I have already written about San Prassede and San Pudenziana; I think of you once more, golden mosaics, for I have found some more beautiful and sanctified in Sts. Cosmas and Damian. No one enters there, and no one was there apart from the organ, upon which invisible hands played preludes. Among the twelve lambs is a thirteenth, Christ Himself, a Lamb on the book with seven seals; that is He, and in celestial glory, for perhaps at this time they did not make a cross with the dead and grim figure of Christ thereon. The saints are lean, with tender hands and terribly large, earnest eyes; Sts. Peter and Paul conduct them to Christ, Who receives them with a gaze ever grand and melancholy. I do not know what I should say about S. Maria at Trastevere, because I studied the local population in that quarter: it is a Roman Malá Strana,[1] a world of little people, little squares, and little children. Folks sit solemnly before the gates, and Romanesque lambs with sweet eyes rub against their knees.

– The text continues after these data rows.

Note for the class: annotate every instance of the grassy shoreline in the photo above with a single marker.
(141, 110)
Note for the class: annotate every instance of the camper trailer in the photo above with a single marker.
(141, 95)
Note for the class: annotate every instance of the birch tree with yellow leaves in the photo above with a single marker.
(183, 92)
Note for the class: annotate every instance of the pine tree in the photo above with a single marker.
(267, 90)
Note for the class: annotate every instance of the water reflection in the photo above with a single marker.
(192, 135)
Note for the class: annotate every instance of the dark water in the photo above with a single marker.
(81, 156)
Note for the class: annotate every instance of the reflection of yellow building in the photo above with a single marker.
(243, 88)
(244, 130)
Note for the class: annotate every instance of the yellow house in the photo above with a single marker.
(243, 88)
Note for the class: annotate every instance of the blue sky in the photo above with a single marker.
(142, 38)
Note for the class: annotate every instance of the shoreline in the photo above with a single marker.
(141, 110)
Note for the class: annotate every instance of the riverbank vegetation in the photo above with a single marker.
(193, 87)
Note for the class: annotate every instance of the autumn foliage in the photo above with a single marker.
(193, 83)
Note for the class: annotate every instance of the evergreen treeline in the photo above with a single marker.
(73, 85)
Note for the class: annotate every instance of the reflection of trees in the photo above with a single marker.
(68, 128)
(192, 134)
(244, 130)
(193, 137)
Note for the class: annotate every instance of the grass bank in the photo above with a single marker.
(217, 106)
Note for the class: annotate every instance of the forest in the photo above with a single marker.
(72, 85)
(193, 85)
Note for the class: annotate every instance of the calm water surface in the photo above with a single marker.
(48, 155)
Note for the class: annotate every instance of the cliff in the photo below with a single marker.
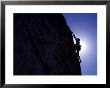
(43, 45)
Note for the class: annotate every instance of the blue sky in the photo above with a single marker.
(84, 26)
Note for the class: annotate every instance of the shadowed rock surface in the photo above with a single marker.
(43, 45)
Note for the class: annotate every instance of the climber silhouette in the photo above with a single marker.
(43, 45)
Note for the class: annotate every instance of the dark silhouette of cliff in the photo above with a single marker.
(43, 45)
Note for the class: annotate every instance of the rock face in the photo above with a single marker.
(43, 45)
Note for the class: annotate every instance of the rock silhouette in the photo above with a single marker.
(43, 45)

Sant’ Agnese fuori is too far off. There are catacombs, mosaics, and antique columns, but the most charming of all is the interior space and walls with columns, galleries and windows high above, which are wonderfully fine and of wise construction. Then there is the rotunda S. Constanza, with astonishingly beautiful mosaics on white ground, where little angels pluck blue grapes, bear off and tread them out. Here is the complete Roman tradition, but it is somewhat childish, naïvely severe like those early Christian sculptures, where scarcely more than the eye speaks of the new human faith.

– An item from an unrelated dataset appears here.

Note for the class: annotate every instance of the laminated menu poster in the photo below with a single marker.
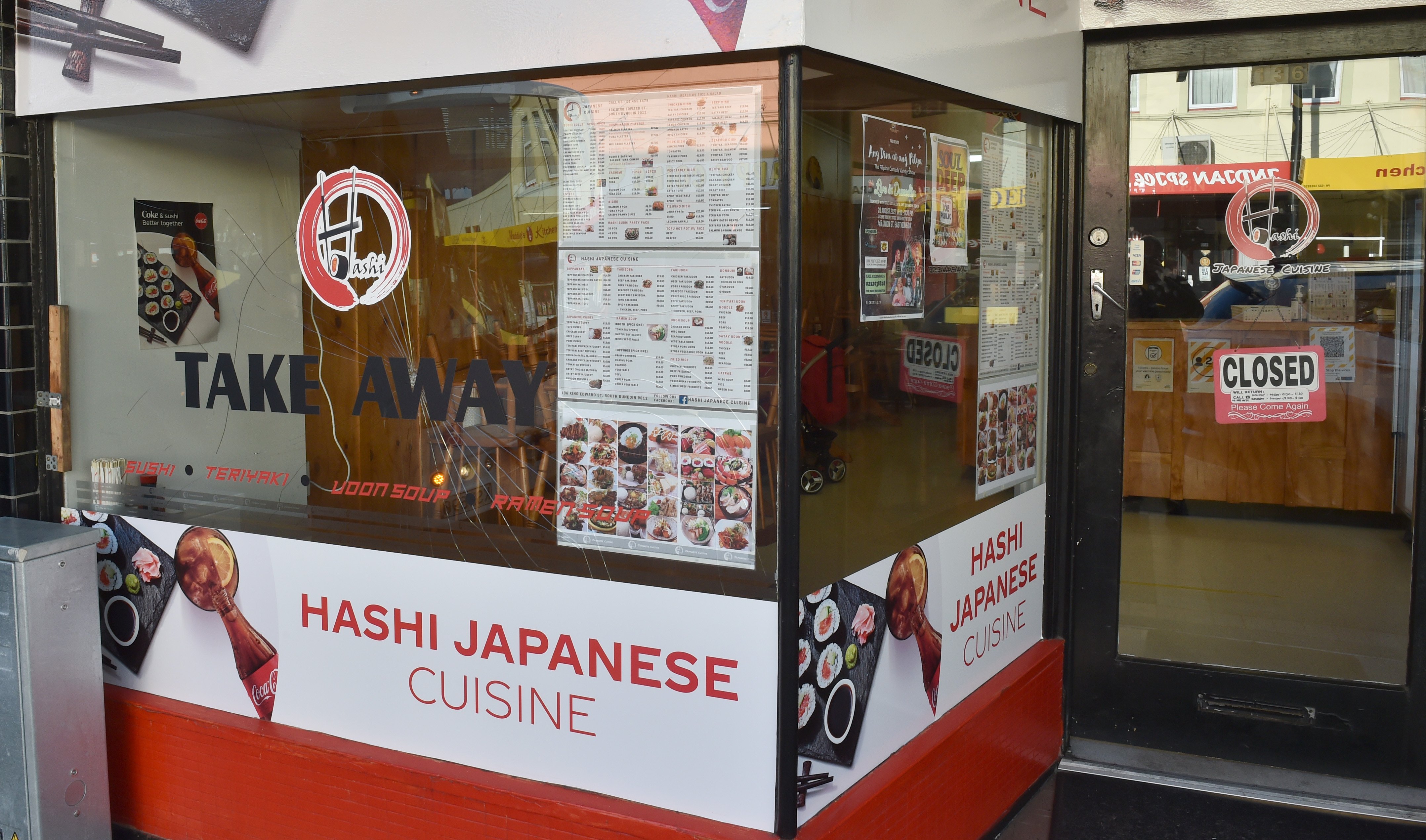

But if your soul is melancholy and contemplative, if the day is full of golden gleam, if all is indifferent and you want to yield to the hour or destiny, then go to San Lorenzo fuori. Not because there is a lovely and effectively twofold church, decorated with the most graceful Greek cornices and columns, but there is a monastery area, a little Romanesque area with a small garden
and waterfall. An aged worthy laboriously makes a poor little water-colour sketch, some frater bores the ground with his finger and talks to himself like this waterfall, and that is all. The walls are covered with tablets from the catacombs; some fragments of relief; a childishly sketched fish or little sheep, and above all a mass of funereal inscriptions. URSUS VIXIT AN XXXXI. Some Ursus lived forty-one years, and you—you are living at thirty-three. IRENE IN PACE. LAVRITIO CONG BENE MERENTI UXOR. The wife had this carved in stone in honour of worthy Lauritius. Bene merens, that sums up the praise: he was honest and meritorious; can more than that be desired of a man? And now be bene merens yourself. CHERENNIUS VETERANUS. He evidently lived a very long life and died in solitude, since no one has ascribed him a dedication. Elsewhere it is merely “children and those enfranchised.” Behold the end of antique splendour. Instead of Cæsars and deities we meet these bene merentes, these bakers, hucksters and butchers, who have left to eternity their names unskilfully carved on stone tablets. Lauritius was neither Cæsar nor hero nor consul, he was only bene merens; but thus Christian simplicity has preserved his deserving and modest name for ever and ever. See, just here I behold more of the sense of Christianity than in the pagan grandeur of St. Peter’s. Therefore, it is so good for a man to be in the red area by San Lorenzo.
- ↑ German Kleinseite, the “small quarter” of Prague on the left bank of the Vltava (Moldau) opposite the city proper, below the Hradčany hill and St. Vitus’ cathedral.—F.P.M.